The show premiered at the Lindhurst Theatre on Jan. 23 and ran to Jan. 27. Itsstory details the inner turmoil and struggles of the newlywed Hedda Gabler, played by junior Theatre major Christine Galyean. Gabler copes with dissatisfaction for her partner Jorgen Tesman, played by senior Parker Johnson, who is referred to by the other characters as a “simple soul”.
The play captures Gabler as her life is thrown into disarray by her former lover and Tesman’s academic rival, Ejlert Lovborg, played by senior Chris Bozzini, when he comes back into her life. The main source of conflict from the play comes from Gabler trying to cope with her jealousy for Lovborg’s new best-selling work and his companionship with Thea Elvsted, played by senior Mallory Erwin, who supports him while writing it.
Gabler’s on-stage antics include brandishing her pistols in front of guests, openly insulting her aunt’s personal fashion and threatening to set Elvsted’s hair on fire. Johnson doesn’t think her cruelty is understated in the play. “The character of Hedda is compelling for audiences because of how ridiculously wicked she can be. People just can’t quite understand her motives. But many find humane moments in her throughout the play,” Johnson wrote in an email.
In such a complex role, Galyean wrote that she tried to look deeper than the outward craziness that Hedda is infamous for. “I took my focus from her erratic behavior and tried to ground it in the reality of her situation. I don’t think Hedda wanted to be mean and crude, but in a world where…men have suppressed her, she learned that it’s the only way you can survive and come out on top. She just wants to live freely, on her own terms,” Galyean wrote in an email.
Galyean’s performance of Gabler is punctuated with outbursts of rage for her economic state, marriage to Tesman and the lost relationship with Lovborg. As Gabler copes with the disparity between her expectations and the reality she faces, the audience witnesses a tragic unfolding of events
In an excerpt from the play’s program, Smith wrote about the perplexing nature of her character, and said the reason for the play’s sustained popularity since its first performance in 1891 may lie in the fact that “you just can’t figureHedda out.”
“Hedda Gabler stands as one of the most fascinating figures in modern drama,” Smith wrote “[She] commands the center of Henrik Ibsen’s strikingly contemporary investigation of power.”
Johnson wrote that various elements allow the audience to fully immerse themselves in the story. “The plot itself is pretty scandalous. It makes audiences feel like they are looking through a window of an actual family home … with the combination of costumes, lighting, sound and characters, this truly made the story feel like it was actually happening in front of the audience,”Johnson wrote.

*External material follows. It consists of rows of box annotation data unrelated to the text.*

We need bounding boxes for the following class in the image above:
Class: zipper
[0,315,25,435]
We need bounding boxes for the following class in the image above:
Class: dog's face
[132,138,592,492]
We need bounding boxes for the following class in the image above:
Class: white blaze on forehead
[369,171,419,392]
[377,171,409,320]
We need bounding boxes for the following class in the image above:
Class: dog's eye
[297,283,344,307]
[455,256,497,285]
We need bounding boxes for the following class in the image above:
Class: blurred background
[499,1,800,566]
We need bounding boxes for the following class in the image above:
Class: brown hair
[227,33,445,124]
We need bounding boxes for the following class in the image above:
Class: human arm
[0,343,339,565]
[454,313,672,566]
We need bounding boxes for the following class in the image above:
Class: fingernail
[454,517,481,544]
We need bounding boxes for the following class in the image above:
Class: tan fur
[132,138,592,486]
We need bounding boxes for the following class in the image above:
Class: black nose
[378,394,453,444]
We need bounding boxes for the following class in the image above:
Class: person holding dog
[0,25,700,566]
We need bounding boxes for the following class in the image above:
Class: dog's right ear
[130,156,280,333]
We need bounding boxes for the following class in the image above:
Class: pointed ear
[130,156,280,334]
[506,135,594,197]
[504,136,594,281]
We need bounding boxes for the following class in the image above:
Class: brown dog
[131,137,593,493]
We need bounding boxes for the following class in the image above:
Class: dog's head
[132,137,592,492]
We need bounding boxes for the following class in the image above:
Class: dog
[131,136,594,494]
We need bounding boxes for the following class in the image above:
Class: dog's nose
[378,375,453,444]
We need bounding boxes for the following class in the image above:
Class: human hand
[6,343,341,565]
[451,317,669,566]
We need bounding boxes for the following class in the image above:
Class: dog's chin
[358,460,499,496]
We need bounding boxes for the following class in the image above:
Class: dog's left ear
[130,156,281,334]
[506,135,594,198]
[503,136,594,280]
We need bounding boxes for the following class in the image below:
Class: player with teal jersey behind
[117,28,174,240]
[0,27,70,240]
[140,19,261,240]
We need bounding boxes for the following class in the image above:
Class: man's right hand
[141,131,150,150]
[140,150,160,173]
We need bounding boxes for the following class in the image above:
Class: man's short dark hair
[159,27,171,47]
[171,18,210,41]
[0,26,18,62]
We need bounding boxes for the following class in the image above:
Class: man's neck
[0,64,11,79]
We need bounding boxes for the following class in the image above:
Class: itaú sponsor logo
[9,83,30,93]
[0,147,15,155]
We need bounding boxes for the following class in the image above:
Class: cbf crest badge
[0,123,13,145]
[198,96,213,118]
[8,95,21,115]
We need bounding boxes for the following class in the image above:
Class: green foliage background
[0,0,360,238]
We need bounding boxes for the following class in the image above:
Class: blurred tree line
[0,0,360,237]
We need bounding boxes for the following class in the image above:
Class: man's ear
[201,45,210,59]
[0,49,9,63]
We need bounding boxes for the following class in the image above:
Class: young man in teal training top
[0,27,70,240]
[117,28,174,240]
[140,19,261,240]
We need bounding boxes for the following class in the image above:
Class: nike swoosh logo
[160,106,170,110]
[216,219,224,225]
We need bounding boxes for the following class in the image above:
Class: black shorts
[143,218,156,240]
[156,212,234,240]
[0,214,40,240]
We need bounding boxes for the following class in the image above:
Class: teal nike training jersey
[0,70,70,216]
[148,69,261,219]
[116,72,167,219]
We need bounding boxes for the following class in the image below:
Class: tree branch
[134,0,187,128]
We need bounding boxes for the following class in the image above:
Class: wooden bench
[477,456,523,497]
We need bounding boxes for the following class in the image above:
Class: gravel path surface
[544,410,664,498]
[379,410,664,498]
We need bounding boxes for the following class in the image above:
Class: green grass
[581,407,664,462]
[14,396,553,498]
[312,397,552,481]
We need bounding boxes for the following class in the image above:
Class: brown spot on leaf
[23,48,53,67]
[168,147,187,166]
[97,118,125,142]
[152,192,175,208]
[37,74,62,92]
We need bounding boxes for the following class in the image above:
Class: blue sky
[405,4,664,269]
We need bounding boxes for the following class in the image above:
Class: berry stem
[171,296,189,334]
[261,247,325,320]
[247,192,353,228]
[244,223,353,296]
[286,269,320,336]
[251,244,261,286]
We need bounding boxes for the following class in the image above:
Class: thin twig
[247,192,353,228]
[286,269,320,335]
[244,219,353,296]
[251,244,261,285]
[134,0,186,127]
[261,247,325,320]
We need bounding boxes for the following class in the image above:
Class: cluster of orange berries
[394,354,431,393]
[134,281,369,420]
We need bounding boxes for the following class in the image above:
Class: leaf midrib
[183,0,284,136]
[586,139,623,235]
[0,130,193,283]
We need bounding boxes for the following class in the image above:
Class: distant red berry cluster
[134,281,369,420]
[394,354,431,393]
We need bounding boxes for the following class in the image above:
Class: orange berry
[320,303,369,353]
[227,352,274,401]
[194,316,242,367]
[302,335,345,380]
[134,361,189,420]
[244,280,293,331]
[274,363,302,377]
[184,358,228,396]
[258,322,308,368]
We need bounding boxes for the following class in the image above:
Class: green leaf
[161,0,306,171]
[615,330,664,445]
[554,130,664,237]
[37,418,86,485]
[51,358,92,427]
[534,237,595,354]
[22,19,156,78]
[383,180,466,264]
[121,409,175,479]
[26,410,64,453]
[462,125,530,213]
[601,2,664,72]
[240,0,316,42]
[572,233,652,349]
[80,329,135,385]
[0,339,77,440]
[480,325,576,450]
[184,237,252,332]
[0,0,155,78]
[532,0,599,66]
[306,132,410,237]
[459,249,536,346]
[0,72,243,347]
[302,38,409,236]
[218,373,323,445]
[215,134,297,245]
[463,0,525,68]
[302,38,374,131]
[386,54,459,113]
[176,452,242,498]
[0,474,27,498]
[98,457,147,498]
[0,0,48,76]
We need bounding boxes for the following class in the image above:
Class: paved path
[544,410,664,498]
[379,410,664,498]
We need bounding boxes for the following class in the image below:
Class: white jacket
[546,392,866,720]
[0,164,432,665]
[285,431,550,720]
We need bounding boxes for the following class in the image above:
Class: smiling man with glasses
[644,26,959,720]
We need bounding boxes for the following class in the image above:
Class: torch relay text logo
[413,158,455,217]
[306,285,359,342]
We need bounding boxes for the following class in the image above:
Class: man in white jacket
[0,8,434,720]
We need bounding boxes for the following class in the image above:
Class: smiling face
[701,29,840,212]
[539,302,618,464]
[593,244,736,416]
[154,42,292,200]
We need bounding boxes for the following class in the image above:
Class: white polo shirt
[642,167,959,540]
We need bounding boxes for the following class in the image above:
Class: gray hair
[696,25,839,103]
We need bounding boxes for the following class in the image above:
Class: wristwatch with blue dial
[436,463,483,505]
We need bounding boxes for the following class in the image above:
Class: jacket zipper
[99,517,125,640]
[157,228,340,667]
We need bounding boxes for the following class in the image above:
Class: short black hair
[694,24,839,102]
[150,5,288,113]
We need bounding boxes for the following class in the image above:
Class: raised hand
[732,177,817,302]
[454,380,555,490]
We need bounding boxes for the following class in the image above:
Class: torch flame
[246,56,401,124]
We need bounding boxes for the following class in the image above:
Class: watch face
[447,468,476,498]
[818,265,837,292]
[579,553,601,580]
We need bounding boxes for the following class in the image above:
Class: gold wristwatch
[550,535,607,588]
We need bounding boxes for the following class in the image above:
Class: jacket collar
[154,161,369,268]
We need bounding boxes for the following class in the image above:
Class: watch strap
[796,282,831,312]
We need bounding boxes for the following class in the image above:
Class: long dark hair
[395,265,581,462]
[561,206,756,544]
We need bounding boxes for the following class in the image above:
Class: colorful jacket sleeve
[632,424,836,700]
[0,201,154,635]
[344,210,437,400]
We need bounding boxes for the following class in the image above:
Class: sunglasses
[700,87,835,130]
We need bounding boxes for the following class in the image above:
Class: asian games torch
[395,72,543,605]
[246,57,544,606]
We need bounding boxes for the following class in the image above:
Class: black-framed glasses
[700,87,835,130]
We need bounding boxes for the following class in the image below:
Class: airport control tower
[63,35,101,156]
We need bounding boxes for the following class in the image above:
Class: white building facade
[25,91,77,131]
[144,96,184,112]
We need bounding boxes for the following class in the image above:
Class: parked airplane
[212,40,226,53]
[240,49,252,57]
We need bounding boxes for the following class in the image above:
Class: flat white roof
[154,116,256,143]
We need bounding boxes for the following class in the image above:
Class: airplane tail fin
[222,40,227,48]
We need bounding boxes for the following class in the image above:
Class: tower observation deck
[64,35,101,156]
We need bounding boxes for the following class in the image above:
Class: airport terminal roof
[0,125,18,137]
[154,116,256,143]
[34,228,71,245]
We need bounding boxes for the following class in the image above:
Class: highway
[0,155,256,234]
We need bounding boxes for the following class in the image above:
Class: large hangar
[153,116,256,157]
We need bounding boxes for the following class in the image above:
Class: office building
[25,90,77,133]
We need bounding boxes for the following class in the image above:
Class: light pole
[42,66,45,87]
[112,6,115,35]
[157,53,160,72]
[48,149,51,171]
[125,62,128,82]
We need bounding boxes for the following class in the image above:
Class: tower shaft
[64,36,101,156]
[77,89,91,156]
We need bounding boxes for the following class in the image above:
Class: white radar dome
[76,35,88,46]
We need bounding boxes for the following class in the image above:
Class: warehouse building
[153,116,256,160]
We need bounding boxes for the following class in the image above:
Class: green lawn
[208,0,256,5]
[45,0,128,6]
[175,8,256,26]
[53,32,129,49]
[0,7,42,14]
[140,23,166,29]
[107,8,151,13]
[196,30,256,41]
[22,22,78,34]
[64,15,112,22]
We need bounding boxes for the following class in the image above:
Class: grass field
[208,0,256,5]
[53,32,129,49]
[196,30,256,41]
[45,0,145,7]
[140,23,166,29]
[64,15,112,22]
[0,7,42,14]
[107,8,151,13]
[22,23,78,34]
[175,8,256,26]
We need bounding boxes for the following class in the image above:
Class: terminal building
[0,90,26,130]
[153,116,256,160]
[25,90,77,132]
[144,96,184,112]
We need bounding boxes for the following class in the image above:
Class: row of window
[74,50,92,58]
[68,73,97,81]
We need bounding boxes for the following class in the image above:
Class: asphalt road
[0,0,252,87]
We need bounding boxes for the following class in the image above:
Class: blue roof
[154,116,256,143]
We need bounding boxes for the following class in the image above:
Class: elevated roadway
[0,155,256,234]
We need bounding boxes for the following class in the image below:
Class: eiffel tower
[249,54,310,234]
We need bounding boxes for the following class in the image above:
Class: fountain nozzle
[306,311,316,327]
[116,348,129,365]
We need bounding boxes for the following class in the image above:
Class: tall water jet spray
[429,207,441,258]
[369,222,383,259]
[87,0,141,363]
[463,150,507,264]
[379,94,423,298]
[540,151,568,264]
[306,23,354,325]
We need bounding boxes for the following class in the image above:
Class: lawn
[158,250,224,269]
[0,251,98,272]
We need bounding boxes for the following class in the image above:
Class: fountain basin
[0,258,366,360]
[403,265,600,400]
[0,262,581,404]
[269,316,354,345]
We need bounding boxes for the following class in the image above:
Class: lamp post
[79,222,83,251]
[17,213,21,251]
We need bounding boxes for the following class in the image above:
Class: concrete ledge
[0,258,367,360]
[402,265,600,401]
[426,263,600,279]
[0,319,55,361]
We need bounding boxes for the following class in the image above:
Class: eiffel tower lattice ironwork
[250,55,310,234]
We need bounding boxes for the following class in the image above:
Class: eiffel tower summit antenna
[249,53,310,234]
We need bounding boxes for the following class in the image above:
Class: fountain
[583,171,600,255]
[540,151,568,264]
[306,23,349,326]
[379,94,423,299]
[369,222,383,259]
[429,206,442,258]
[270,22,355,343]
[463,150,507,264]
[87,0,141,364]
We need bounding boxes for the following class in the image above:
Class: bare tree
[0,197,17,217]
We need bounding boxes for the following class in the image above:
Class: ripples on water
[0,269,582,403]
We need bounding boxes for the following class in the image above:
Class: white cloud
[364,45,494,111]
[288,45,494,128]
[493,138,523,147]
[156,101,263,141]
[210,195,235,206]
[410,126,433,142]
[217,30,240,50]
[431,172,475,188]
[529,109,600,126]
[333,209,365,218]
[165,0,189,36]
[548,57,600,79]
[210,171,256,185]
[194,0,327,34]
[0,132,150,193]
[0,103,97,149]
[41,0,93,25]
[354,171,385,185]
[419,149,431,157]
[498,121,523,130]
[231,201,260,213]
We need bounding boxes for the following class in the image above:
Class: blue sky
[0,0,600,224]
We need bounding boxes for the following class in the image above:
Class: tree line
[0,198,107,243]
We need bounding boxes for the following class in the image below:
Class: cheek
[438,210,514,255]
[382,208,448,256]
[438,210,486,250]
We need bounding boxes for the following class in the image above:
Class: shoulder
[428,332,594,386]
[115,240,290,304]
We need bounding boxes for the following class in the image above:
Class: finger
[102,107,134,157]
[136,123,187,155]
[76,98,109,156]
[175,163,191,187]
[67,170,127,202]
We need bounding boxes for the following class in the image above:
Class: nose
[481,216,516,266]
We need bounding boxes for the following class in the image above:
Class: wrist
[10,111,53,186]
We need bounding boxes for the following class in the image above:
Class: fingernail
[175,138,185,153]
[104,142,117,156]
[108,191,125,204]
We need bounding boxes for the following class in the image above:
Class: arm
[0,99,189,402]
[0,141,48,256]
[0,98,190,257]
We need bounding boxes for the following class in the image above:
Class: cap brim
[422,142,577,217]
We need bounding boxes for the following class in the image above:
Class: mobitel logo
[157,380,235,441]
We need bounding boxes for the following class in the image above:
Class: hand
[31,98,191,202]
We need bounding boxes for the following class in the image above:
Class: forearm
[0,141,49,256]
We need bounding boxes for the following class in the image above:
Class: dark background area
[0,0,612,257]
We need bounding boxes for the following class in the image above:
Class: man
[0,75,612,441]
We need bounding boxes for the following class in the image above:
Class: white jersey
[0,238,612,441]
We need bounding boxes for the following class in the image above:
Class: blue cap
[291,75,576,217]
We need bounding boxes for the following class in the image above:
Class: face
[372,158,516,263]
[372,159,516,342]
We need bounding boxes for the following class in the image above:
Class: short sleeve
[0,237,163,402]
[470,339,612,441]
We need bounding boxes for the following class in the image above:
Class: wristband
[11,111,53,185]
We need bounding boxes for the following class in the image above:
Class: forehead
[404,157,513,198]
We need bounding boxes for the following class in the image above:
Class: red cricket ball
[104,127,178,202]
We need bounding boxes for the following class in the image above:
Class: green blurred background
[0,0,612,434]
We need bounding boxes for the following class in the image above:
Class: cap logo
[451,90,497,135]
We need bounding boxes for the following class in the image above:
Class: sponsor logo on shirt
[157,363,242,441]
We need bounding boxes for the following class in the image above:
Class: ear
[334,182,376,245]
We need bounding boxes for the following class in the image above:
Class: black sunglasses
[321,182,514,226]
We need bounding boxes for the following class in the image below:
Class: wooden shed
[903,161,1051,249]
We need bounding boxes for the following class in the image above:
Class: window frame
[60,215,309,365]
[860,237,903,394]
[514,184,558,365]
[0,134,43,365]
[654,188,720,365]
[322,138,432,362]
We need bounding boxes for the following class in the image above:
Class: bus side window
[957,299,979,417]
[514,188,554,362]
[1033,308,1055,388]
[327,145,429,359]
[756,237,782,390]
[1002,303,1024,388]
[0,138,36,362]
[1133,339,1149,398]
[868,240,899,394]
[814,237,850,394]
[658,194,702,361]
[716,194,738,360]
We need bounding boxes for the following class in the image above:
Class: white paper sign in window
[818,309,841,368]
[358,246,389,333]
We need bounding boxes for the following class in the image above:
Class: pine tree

Smith wrote that although the play is 128 years old, the raw display of human nature makes it relatable to Pepperdine students today.
“They saw real relationships, struggles and human problems dealt with in a visceral, truthful way,” Smith wrote. “Fashions change, but human nature doesn’t really change that much.”
Theatre-goers can look forward to the rest of Pepperdine’s spring productions: “The Pirates of Penzance” (Feb. 21 to Feb. 24) and “Medea” ( April 4 to April 7). Tickets are $10 for students and $20 at regular price. They can be purchased online or at the box office at Smothers Theatre.